Password Managers - Bitwarden
Bitwarden is free and open source cross platform cloud based password manager available as a browser extension, a desktop, mobile application and command line interface.
Permissions
Mobile
The mobile app requires access to the network, notifications, camera and sensors.
Extension
The extension requires access read and write access to the clipboard, access to browser tabs / activity during navigation, data for all websites, notification display and optional messages exchanges with with programs other than the browser.
Account creation
Users creating their account have to choose their geographical region between bitwarden.com or bitwarden.eu, enter their email address, choose a master password using the generator, set up an optional hint and a PIN. Their vault is then automatically created using AES-256 bits for encryption and PBKDF2-SHA-256 with 600000 iterations for key derivation. Users may change their key derivation to Argon2id and change the number of iterations, memory usage and parallelism on the security page of the web app.
Authentication
They can also add multifactor authentification using email, the authenticator app, passkeys or physical keys.
Add Entry
Once logged in users can now add new entries by adding the items details: name and folder; credentials: username, password or passphrase, authenticator key; autofill options: website URI and additional options: notes.
Templates
Or use custom entries types for credit/debit card, ID card, notes, SSH keys.

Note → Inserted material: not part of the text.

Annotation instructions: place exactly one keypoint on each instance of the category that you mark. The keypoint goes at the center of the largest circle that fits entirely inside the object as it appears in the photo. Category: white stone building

Password & Passphrase generation
Passwords or passphrase should be generated using the application builtin functionalities.
Passwords
By default generated passwords have 14 characters A-Z a-z 0-9 and a least 1 number. The minimal length is 5, a maximum of 128, can be extended with !@#$%^&* with a minimal number of numbers and special characters while avoiding ambiguous characters.
Passphrases
Passphrases have 3 (mobile app) or 6 (web, extension, desktop) dash-separated lowercase words from the EFF large word-list. The minimal length is 3, a maximum of 20, words can have others separators, be capitalized or include a number.
Form filling
Desktop / Web
Clipboard
User can copy and paste their credentials using the desktop and web app.
Extension
Autofill
Or use the autofill functionality of the extension.
Mobile App
Clipboard
Users should be careful when copying data from an entry. The clipboard is shared will all apps and despite a timeout of 20 seconds may not erase itself correctly on some devices.
Autofill
They could use the autofill service to fill forms. Before first use it needs to be enabled in the application settings and in the operating system settings sub-menu passwords, passkeys and account. Once set up users should see a popup appear for entry selection in apps and website with a corresponding entry.
Application Timeout
To avoid letting the application opened when unused it will lock itself when inactive; 15 minutes for the web and mobile and on restart for the extension and the desktop app.
Syncing
Synchronization is built-in features making it easy to sync vaults between devices.